NASA fotoğrafındaki gizem! Kayıp halkayı mı keşfetti?

Sadece samanyolu galaksisi içerisinde, patlayan yıldızlardan geriye kalmış yüz milyon kadar küçük kara delik olduğu düşünülüyor. Evren ise, süper büyük kara delikler ile dolu.
Bu süper büyük kara deliklerin bazıları Güneş’in kütlesinden milyonlarca hatta milyarlarca kat daha büyük. Bu dev kütleler, galaksilerin merkezinde yer alıyor. Peki bu iki tür kara deliğin arasında kayıp bir halka olduğunu biliyor muydunuz?
Bu kayıp halka, orta boydaki kütleye sahip kara delikler olarak adlandırılıyor.
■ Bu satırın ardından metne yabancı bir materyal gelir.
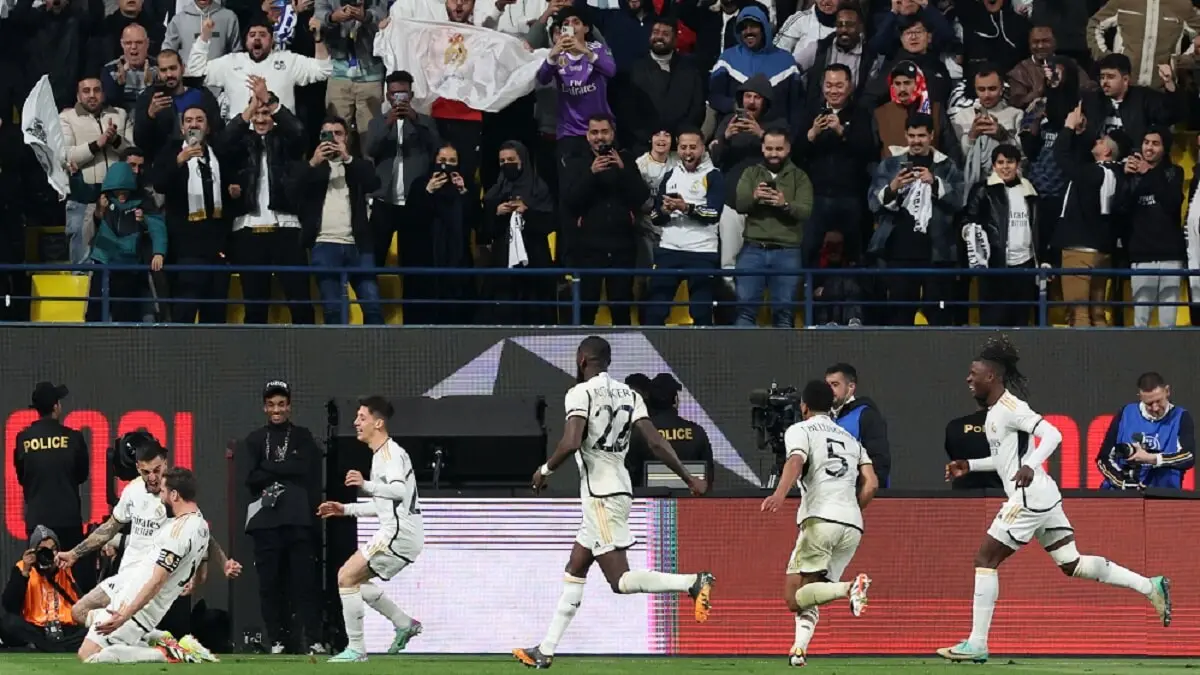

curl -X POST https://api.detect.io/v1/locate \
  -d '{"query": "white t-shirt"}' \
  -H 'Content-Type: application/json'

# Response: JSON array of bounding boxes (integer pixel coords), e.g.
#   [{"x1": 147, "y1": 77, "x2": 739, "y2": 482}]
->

Bunlar, güneşimizden yüzlerce veya binlerce kat fazla kütleye sahip. Astronomlar NASA’nın emektar Hubble Uzay Teleskobunu kullanarak, bu dev objelerden birini keşfetmiş olabilir.
Dünya’dan 6 bin ışık yılı uzaklıktaki Messier 4 yıldız kümesinin merkezindeki yıldızlar, tıpkı bir arı kovanının çevresinde uçan arılar gibi davranıyor. Yıldızların bu sıra dışı hareketliliğinin sebebinin ise, merkezlerindeki “orta boylu” bir kara delik olabileceği düşünülüyor.
Hubble’ın 12 yıllık gözlemine dayanarak tahminde bulunan araştırmacılar, yıldız kümesinin merkezindeki kara deliğin kütlesinin, Güneşimizin kütlesinden 800 kat büyük olabileceğini öngörüyor. Eldeki bulgular, “kayıp halkayı” bulduğumuza işaret etse de, hubble bu gizemi çözmek için kozmosu izlemeyi sürdürüyor.
Güneş’ten 50 bin kat daha büyük
Kendisine çok yaklaşan bir yıldızı parçalamasının yol açtığı parlamayı inceleyen gök bilimciler, kara deliğin kütlesinin Güneş’in 50 bin katı olduğunu hesap etti.
Daha önceden defalarca incelenen dev kütleli kara deliklerin büyük galaksilerin merkezinde bulunduğu, yıldızlardan biraz daha büyük kütleye sahip küçük kara deliklerin ise büyük bir yıldızın sönmesi sonucu oluştuğu ifade ediliyordu.
Orta büyüklükteki kara deliklerse, bu yönde yapılan araştırmalarda “kayıp halka” olarak nitelendiriyordu.
NASA ve ESA’nın çalışmaları 1999’da başladı
Gök bilimcileri 2006 yılında saptadıkları x ışını parlamalarının, kara noktaları işaret edip etmediği konusunda emin olamamış, söz konusu verilerin Samanyolu’ndan mı yoksa başka bir galaksiden mi geldiğini belirleyememişti.